A prohibition on providing trust and corporate services to Russia-linked structures exists in all three jurisdictions, though the scope of each regime differs. In the EU, Article 5m of Regulation 833/2014 has applied since 9 April 2022: it covers trusts and similar arrangements where the settlor or beneficiary is a Russian national or a person residing in Russia, a legal entity incorporated in Russia, or an entity more than 50% owned or controlled by any such person; an exemption applies where the sole settlor or beneficiary is a national or resident of an EU Member State. In the United States, the OFAC determination under Executive Order 14071 has applied since 7 June 2022: U.S. persons are prohibited from providing trust and corporate formation services to any person located in Russia and to Russian nationals wherever located. In the United Kingdom, an equivalent prohibition was introduced by the Russia (Sanctions) (EU Exit) (Amendment) (No. 17) Regulations 2022, in force from 16 December 2022: trust services may not be provided to designated persons or to persons connected with Russia; the connecting factor is physical presence or ordinary residence in Russia for natural persons, and incorporation or domicile in Russia for legal entities — a narrower criterion than the EU’s nationality-based trigger. In all three regimes, the prohibition attaches to the act of providing services, independently of whether any specific assets of the structure are subject to a freeze. Of the suspected breach reports submitted to OFSI by legal services firms, 23% involved a connection to an intermediary jurisdiction; the most frequently identified were the British Virgin Islands, Cyprus, Guernsey, and Switzerland.

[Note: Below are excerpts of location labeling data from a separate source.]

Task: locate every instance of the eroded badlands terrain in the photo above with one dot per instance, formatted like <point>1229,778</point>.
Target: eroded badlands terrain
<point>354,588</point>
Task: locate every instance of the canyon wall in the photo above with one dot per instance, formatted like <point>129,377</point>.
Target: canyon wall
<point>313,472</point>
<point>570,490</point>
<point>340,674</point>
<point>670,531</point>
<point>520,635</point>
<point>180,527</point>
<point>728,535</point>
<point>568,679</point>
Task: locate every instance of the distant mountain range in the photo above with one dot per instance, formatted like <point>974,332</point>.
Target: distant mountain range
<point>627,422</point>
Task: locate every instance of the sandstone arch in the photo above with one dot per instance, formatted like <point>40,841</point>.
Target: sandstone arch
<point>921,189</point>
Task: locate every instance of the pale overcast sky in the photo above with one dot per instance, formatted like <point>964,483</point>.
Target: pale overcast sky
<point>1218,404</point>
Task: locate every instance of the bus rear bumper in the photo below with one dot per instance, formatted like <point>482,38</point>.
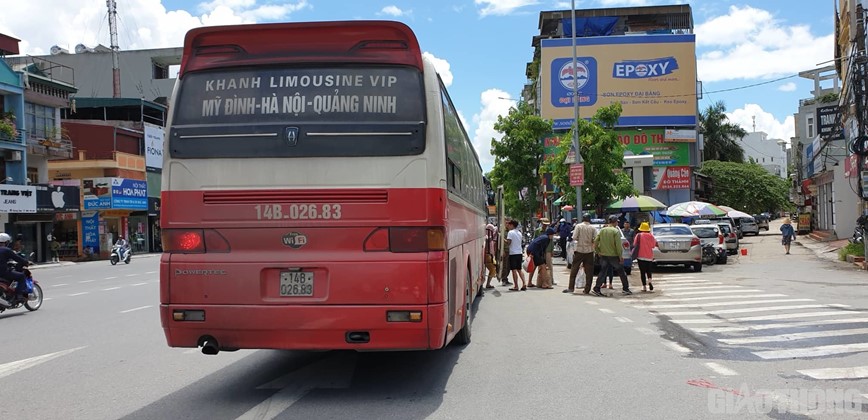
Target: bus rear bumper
<point>305,327</point>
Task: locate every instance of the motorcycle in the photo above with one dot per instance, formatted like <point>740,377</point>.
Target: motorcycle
<point>116,255</point>
<point>31,302</point>
<point>709,254</point>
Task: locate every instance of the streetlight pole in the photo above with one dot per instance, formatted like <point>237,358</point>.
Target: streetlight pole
<point>576,111</point>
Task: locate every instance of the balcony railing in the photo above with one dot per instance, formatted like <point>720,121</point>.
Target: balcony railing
<point>50,148</point>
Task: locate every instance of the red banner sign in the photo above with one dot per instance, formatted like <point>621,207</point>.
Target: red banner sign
<point>577,174</point>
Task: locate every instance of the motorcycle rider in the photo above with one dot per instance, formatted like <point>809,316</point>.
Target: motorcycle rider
<point>8,274</point>
<point>123,247</point>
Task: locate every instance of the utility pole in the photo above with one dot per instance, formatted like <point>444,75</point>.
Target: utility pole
<point>576,112</point>
<point>113,30</point>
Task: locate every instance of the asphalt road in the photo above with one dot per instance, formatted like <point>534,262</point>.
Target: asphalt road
<point>734,341</point>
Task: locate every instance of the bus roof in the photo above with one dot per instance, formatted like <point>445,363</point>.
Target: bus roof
<point>374,42</point>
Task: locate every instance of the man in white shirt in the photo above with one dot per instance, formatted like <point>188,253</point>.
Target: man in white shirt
<point>513,241</point>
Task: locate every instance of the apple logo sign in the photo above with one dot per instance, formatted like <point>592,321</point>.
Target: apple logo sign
<point>57,198</point>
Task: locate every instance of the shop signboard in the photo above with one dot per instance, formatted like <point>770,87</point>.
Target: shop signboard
<point>59,198</point>
<point>90,230</point>
<point>115,193</point>
<point>129,194</point>
<point>17,198</point>
<point>652,76</point>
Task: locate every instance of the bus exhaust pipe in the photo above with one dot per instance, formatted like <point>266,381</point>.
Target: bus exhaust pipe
<point>210,347</point>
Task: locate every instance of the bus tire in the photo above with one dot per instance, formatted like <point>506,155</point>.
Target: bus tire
<point>463,336</point>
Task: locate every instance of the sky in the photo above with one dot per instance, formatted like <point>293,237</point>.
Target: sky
<point>749,52</point>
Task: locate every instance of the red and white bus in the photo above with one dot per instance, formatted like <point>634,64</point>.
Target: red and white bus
<point>319,192</point>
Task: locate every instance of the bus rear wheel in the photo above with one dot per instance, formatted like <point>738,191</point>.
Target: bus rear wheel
<point>463,336</point>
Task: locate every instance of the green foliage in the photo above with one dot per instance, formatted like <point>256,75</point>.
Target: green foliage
<point>517,157</point>
<point>746,187</point>
<point>721,136</point>
<point>851,249</point>
<point>603,156</point>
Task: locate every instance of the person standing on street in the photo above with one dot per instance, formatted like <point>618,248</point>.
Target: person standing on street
<point>564,229</point>
<point>583,256</point>
<point>788,234</point>
<point>643,252</point>
<point>513,241</point>
<point>537,250</point>
<point>608,247</point>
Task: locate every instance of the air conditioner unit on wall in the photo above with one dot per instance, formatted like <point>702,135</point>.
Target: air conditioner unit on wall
<point>12,155</point>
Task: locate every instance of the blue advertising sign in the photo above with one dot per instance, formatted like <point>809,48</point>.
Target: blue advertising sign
<point>131,194</point>
<point>90,230</point>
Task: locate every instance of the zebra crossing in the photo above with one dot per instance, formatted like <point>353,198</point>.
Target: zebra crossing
<point>762,325</point>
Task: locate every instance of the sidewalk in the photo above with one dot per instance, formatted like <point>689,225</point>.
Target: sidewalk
<point>68,263</point>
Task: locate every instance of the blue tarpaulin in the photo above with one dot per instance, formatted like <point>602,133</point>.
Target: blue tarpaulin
<point>593,26</point>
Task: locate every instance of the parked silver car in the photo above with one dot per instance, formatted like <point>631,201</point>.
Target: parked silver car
<point>677,245</point>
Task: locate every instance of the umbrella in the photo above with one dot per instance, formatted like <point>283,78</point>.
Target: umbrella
<point>736,214</point>
<point>636,203</point>
<point>695,209</point>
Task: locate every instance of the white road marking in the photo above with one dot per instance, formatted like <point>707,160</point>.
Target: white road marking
<point>818,351</point>
<point>745,310</point>
<point>646,331</point>
<point>7,369</point>
<point>326,373</point>
<point>781,325</point>
<point>702,287</point>
<point>721,369</point>
<point>713,292</point>
<point>623,319</point>
<point>136,309</point>
<point>794,336</point>
<point>677,347</point>
<point>733,303</point>
<point>654,301</point>
<point>792,316</point>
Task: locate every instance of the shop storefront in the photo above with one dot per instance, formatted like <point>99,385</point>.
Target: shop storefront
<point>113,208</point>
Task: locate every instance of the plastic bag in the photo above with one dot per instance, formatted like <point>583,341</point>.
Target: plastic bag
<point>528,265</point>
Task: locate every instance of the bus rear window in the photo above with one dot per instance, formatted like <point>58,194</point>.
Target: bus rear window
<point>299,112</point>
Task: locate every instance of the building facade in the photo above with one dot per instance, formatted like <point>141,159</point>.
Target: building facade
<point>642,57</point>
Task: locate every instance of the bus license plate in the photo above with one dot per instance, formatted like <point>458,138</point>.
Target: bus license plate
<point>296,283</point>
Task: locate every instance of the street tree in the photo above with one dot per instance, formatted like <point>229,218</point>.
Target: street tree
<point>517,159</point>
<point>603,156</point>
<point>746,186</point>
<point>721,136</point>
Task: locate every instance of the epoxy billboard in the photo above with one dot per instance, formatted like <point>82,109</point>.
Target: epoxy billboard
<point>653,76</point>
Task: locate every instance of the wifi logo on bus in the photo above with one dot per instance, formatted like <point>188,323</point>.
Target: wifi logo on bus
<point>295,240</point>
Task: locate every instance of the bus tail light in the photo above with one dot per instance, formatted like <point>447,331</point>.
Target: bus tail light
<point>417,239</point>
<point>193,241</point>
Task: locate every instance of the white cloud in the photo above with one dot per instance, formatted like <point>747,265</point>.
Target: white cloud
<point>141,23</point>
<point>765,122</point>
<point>494,102</point>
<point>787,87</point>
<point>442,66</point>
<point>393,11</point>
<point>749,43</point>
<point>502,7</point>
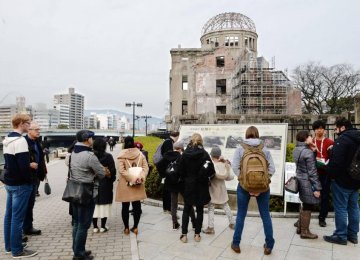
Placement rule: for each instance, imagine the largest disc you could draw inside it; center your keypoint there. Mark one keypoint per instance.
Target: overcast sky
(117, 51)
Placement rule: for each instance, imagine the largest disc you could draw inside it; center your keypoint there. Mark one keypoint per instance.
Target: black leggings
(188, 211)
(307, 207)
(136, 212)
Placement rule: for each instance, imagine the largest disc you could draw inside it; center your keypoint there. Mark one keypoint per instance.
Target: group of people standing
(322, 166)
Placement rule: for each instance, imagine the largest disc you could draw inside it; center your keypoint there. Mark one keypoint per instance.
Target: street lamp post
(146, 117)
(133, 104)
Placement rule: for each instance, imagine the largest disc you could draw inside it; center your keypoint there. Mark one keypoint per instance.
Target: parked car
(61, 152)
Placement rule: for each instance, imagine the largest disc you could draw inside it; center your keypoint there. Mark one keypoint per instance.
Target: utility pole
(146, 117)
(133, 104)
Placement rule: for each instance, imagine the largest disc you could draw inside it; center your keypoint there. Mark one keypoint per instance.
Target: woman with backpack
(104, 199)
(129, 189)
(196, 169)
(252, 145)
(308, 182)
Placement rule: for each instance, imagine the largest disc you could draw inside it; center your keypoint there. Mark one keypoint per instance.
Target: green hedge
(153, 184)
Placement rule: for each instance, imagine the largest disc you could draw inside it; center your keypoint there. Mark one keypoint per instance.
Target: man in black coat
(166, 146)
(344, 188)
(37, 175)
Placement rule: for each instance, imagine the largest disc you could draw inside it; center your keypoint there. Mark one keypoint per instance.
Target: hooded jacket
(196, 186)
(38, 157)
(306, 173)
(341, 156)
(124, 192)
(17, 160)
(169, 157)
(84, 165)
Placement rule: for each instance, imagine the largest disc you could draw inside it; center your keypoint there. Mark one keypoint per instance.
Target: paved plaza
(157, 240)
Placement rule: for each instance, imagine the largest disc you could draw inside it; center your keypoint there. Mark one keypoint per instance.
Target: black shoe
(33, 232)
(25, 253)
(335, 239)
(353, 240)
(322, 223)
(87, 257)
(176, 226)
(25, 239)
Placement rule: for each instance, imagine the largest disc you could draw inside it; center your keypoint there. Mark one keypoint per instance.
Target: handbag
(47, 188)
(133, 173)
(2, 175)
(292, 185)
(80, 193)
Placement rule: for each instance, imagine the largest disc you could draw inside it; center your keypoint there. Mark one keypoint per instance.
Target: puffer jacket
(196, 184)
(342, 154)
(306, 173)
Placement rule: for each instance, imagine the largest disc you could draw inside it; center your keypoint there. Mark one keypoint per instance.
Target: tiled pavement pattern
(156, 240)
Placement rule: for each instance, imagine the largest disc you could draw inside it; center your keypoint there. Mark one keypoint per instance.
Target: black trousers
(325, 196)
(188, 211)
(166, 199)
(136, 205)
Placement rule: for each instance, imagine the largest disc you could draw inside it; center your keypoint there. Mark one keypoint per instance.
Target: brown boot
(298, 226)
(304, 225)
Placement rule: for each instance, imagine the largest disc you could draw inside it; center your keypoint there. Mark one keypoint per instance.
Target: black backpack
(354, 170)
(172, 172)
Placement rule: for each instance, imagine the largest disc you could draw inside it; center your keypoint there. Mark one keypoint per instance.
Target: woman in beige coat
(217, 189)
(126, 191)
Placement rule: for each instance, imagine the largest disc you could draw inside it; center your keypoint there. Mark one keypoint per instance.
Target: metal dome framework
(228, 21)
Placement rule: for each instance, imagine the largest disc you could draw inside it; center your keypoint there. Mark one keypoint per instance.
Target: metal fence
(294, 128)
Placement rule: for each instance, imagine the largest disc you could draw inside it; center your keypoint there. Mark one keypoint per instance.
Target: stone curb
(157, 203)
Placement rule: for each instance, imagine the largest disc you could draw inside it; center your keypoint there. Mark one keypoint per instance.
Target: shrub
(153, 181)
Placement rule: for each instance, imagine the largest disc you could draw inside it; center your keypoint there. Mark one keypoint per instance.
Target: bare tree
(323, 87)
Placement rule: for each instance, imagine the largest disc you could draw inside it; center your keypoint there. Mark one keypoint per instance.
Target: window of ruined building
(231, 41)
(236, 41)
(184, 82)
(220, 86)
(184, 108)
(220, 109)
(220, 61)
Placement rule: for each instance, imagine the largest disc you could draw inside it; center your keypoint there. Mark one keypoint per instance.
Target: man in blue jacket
(344, 188)
(18, 185)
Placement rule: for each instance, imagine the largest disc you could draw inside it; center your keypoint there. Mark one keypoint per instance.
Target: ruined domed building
(225, 81)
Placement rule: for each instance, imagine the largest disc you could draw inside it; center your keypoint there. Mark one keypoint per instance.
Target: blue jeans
(243, 198)
(16, 205)
(346, 209)
(82, 216)
(29, 211)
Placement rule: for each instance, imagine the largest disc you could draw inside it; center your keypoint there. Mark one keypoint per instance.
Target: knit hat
(138, 145)
(178, 145)
(84, 135)
(215, 151)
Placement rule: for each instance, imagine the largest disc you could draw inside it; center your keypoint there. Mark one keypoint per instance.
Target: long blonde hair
(196, 139)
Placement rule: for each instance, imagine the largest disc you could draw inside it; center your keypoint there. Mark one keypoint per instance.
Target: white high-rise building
(75, 102)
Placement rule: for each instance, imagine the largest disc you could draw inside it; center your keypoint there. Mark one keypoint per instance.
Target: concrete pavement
(157, 240)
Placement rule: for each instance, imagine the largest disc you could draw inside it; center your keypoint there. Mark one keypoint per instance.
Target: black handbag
(80, 193)
(292, 185)
(47, 188)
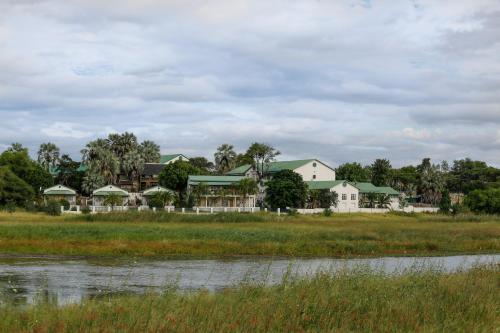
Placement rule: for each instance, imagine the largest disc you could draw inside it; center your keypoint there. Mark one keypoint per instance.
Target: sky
(340, 81)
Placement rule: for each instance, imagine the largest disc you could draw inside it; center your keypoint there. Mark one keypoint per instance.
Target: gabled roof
(59, 190)
(273, 167)
(155, 189)
(370, 188)
(323, 185)
(214, 180)
(110, 189)
(167, 158)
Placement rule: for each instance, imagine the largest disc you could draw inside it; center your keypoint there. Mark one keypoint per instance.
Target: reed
(220, 235)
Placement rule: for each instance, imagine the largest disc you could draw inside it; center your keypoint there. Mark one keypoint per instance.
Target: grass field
(342, 302)
(228, 235)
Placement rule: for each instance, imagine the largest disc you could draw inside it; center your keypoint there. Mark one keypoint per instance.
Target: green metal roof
(110, 189)
(323, 185)
(241, 170)
(55, 171)
(370, 188)
(167, 158)
(273, 167)
(59, 190)
(214, 180)
(155, 189)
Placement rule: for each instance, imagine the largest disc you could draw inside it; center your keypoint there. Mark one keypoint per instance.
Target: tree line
(122, 156)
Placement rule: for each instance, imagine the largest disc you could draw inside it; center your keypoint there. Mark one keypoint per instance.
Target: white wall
(348, 190)
(321, 171)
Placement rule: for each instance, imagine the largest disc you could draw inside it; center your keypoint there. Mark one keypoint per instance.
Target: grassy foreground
(341, 302)
(226, 235)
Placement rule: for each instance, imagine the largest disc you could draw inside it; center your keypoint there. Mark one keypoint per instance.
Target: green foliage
(202, 163)
(70, 174)
(29, 171)
(175, 176)
(10, 206)
(353, 172)
(53, 208)
(160, 199)
(13, 188)
(467, 175)
(484, 201)
(65, 203)
(323, 198)
(445, 202)
(327, 212)
(286, 189)
(381, 172)
(113, 200)
(261, 154)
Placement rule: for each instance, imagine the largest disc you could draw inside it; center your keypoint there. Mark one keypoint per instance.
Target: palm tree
(245, 187)
(48, 155)
(224, 158)
(150, 151)
(92, 181)
(99, 158)
(133, 165)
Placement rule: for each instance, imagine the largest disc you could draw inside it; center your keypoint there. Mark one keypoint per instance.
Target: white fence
(409, 209)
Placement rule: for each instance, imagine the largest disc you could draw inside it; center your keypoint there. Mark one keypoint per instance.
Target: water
(24, 281)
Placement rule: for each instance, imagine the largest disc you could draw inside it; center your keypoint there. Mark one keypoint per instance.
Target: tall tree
(149, 151)
(48, 155)
(225, 157)
(381, 172)
(246, 187)
(202, 163)
(175, 176)
(353, 172)
(286, 189)
(133, 165)
(430, 181)
(262, 154)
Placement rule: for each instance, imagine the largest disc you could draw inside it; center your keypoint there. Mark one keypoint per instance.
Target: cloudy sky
(342, 81)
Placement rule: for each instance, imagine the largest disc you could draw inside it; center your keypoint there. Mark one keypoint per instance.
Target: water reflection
(24, 281)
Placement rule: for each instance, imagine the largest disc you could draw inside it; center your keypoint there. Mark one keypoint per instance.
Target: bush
(85, 210)
(10, 207)
(53, 208)
(327, 212)
(65, 203)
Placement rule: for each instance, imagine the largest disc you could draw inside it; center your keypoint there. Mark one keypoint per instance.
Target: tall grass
(346, 301)
(263, 234)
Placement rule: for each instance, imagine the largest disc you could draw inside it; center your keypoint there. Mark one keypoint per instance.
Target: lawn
(349, 301)
(230, 235)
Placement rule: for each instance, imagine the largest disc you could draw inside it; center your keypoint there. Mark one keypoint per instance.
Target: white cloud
(65, 130)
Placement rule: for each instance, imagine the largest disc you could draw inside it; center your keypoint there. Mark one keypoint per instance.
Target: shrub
(53, 208)
(10, 207)
(85, 210)
(65, 203)
(327, 212)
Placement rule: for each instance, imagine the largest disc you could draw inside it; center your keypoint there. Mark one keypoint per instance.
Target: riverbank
(233, 235)
(361, 301)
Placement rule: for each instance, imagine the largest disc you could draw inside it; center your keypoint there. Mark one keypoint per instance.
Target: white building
(310, 170)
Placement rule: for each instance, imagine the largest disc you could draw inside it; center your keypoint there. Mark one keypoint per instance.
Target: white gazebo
(99, 195)
(60, 192)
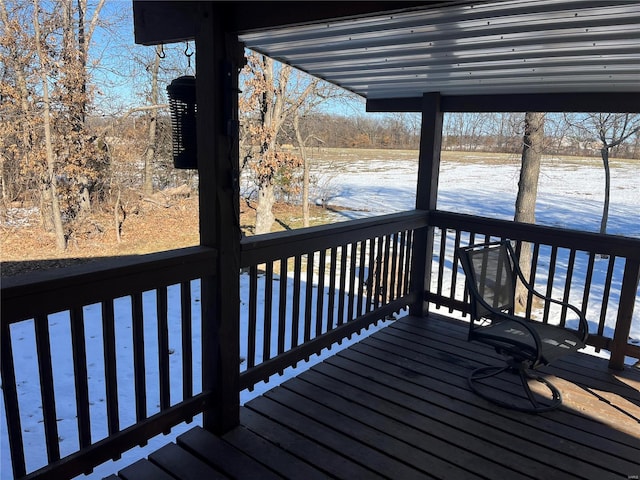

A further practical consequence highlighted by OFSI — and one that does not appear in any regulatory text — is the risk of counterparty de-risking. A bank, notary, registrar, or asset manager that encounters a trust structure with a sanctions nexus is entitled to decline to act regardless of whether any assets are formally frozen. The burden of demonstrating the absence of effective control rests on the party holding the structure, and the evidential threshold for satisfying that burden is not defined in any binding instrument. In practice, full disclosure of the trust instrument and the governance arrangements of the structure does not guarantee that a counterparty will regard the risk as acceptable.

Practical Implications

The three regimes — EU, U.S., and UK — operate under different legal frameworks and use different terminology, but they share a common functional standard: economic substance prevails over legal form. The practical consequences that follow are consistent across all three.

A sanctions compliance clause in a trust instrument is not a defence against a freeze under Article 2(1) — it is an argument directed at a different provision, and one that has been expressly rejected by the Court of Justice. Removing a settlor or beneficiary from the trust structure after the fact does not extinguish the sanctions nexus if that person retains any power — formal or informal — to influence the management of the structure or the disposition of its assets. The proximity of an asset transfer to the date of designation is an independent warning indicator for regulators in all three jurisdictions, regardless of whether the transfer was valid under applicable domestic law.

For legal advisers and trust managers, this means that analysis cannot be confined to the formal sanctions status of the participants in a structure. It must extend to the actual relationships between them: who controls the trustee, who appointed the directors, and whose interests the assets effectively serve. For banks and auditors, it means that reliance on current corporate documentation is insufficient where a structure has a trust element and a sanctions history: the analysis must encompass the history of how the structure was formed, the terms on which assets were transferred into it, and the nature of the relationships between its participants.

The judgments and guidance reviewed in this analysis do not mean that all assets ever associated with a designated person are automatically frozen. They do mean that sound legal documentation alone is no longer sufficient protection.